Value (price)—what is the value of the product to your customer? What is the most important aspect to their purchase? What is your unique selling proposition?

Education (promotion)—rather than pushing products to the people, you want customers to pull products from you. How do you customers learn about your product? Where and how are you telling your product’s story?  Walk us through how you/ the business engages with the customer?

Our very very very rough pitch outline:

Welcome to Design Asylum (working title)

The design asylum is an experience for young adults looking for an open, collaborative and knowledgeable third space. You can do anything here.  We want to raise awareness between creation and consumption through various educational lessons and activities.  Our space will be located in the greater downtown area, where the majority of young adults live. (see Levon’s statement)

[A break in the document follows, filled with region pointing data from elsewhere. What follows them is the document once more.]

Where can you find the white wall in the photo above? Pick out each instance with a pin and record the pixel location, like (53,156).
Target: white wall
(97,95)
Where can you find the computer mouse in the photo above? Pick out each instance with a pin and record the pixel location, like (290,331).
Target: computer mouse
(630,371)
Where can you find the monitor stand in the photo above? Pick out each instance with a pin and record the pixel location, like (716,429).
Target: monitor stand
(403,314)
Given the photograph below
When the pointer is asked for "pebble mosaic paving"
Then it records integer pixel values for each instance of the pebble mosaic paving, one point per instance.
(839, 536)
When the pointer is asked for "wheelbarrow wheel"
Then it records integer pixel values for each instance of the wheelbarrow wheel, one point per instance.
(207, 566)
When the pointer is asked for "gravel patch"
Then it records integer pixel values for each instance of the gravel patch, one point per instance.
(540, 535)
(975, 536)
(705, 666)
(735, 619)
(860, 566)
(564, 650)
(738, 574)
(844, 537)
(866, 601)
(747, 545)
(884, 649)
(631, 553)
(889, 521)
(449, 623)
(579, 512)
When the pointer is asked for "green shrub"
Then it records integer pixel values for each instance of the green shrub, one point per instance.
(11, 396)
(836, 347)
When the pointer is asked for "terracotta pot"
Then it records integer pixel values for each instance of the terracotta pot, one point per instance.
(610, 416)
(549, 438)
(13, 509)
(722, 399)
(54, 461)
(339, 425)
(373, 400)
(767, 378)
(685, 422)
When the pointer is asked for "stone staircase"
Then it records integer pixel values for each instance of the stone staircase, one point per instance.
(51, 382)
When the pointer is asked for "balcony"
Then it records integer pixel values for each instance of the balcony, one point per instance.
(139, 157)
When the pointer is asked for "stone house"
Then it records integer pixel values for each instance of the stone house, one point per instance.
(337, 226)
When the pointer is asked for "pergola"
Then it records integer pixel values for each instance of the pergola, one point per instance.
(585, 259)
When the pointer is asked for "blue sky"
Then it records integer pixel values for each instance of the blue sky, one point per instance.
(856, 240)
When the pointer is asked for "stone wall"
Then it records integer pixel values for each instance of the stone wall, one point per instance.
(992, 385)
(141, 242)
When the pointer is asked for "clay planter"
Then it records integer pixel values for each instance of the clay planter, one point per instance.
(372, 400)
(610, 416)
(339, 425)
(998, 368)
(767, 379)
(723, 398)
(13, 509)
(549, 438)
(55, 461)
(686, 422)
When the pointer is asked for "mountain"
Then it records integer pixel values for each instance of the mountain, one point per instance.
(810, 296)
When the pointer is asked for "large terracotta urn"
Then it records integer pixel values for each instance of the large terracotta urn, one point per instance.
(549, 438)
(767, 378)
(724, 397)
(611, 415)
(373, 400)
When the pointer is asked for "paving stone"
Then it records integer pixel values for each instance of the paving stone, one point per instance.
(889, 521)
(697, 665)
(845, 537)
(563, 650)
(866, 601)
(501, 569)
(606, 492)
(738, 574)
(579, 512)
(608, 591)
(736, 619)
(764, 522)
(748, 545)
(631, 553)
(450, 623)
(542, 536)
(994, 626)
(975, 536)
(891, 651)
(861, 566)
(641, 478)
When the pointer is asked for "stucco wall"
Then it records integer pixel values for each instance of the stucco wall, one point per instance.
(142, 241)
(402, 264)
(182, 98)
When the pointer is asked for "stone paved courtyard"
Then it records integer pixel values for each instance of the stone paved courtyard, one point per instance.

The DA offers a 3rd space for young creative’s and professionals. A maker space ideation lab and café, the DA offers a productive interaction point for those who make and those who don’t.

The environment offers greater accessibility to amenities such as a café, a private meeting room, group workshops, and a light maker space. This is comfortable place to hang out, socialize and learning.


Addressing a need for a third space, a productive communal more public space that would draw the uncommon makers into the maker world

It is an educational platform to raise awareness about the balance between creation and consumption

Target market: Young creative adults (21-35), but anyone is welcome, who is looking to network, socialize and enrich their knowledge.  Looking for a safe space to enjoy food, beverage, intellect, and craft.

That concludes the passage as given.